New Delhi: The floods in Uttarakhand Sunday have put the spotlight on the ongoing Rs 12,000-crore Char Dham project — the Modi government’s ambitious plan to improve road connectivity to the Hindu pilgrimage sites of Yamunotri, Gangotri, Kedarnath and Badrinath.
Prime Minister Narendra Modi had laid the foundation stone of the project in 2016 and the first deadline to complete it was March 2019. The deadline has been extended twice since then, after the entire project came under the Supreme Court scanner over environmental concerns, including widening the road width.
Senior officials in the Road Transport and Highways Ministry, which is implementing the project, told ThePrint that Sunday’s incident could have an impact on the project’s future.
“We are waiting for what the Supreme Court directs on 17 February, which is the next date of hearing in the ongoing case on the Char Dham project between a Dehradun-based NGO and the Centre,” said an official, who did not want to be named.
The ministry had originally planned to expand a stretch of 816 km of Char Dham road to 10 metres. Of this, the ministry has already completed construction on a 365-km stretch, while hill cutting has been completed for building 10-metre road for another 537-km stretch.
However, the Supreme Court had on 8 September 2020 ordered that the road width on the entire Char Dham route should be 5.5 metre, according to the standards laid down by the road ministry’s March 2018 circular. This was also recommended by the court appointed-High Powered Committee (HPC) led by noted environmentalist Ravi Chopra.

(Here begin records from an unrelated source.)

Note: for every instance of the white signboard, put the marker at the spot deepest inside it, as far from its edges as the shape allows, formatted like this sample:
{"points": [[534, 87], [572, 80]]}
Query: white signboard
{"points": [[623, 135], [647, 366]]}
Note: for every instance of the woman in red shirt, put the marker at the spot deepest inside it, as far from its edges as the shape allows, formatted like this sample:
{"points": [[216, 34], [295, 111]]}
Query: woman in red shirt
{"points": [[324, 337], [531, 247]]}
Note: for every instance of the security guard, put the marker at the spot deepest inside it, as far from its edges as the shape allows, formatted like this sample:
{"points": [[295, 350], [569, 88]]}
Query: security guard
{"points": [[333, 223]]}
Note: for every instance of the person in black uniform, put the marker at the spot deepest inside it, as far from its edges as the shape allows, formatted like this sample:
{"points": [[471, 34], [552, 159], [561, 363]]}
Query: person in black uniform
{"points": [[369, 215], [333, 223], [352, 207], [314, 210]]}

The ministry had earlier followed its 2012 order based on which the road width of a two-lane road with paved shoulder was fixed at 10 metres.
The court had also directed that on stretches where excess hill cutting has been done, the ministry will have to take mitigation measures like planting trees to protect the Himalayan terrain and provide a footpath for padyatris and local people according to the recommendation of the HPC.
The HPC had also directed that no new hill cutting should be done in all the ongoing/proposed projects until the committee reviews the Rapid Environment Impact Assessment report.
In a report to the apex court in January this year, Chopra and two other members of the HPC had said that keeping the road width on the entire stretch of the project, including strategic roads, at 10 metres will have a “long term impact on the fragile Himalayan terrain and the sensitive Himalayan ecosystem”.
Defence ministry too wants 10-metre wide road
The highways and defence ministries are, however, pushing for a 10-metre wide road.
While the SC ordered that the road width on the entire Char Dham route should be 5.5 metre, the highways ministry, which had already constructed 10-metre width road on a stretch of 365 km, has said that it will now be unfeasible to undo the construction of the tarred surface to reduce its width from 10 metre to 5.5 metre.
Citing serious repercussions on the defence of the country and its security interests, which “is in jeopardy especially in the background of today’s sensitive situation existing at the Chinese border”, the defence ministry in December 2020 moved the Supreme Court to modify its 8 September order and allow two-lane road with 7 metre width in some parts of the Char Dham route.
The defence ministry said that in view of the “recent face-off with Nepal on the Lipulekh side in 2020, all these sectors are highly sensitive” and “critical for movement of security forces, deployment pattern, and mobilisation in case of emergency”.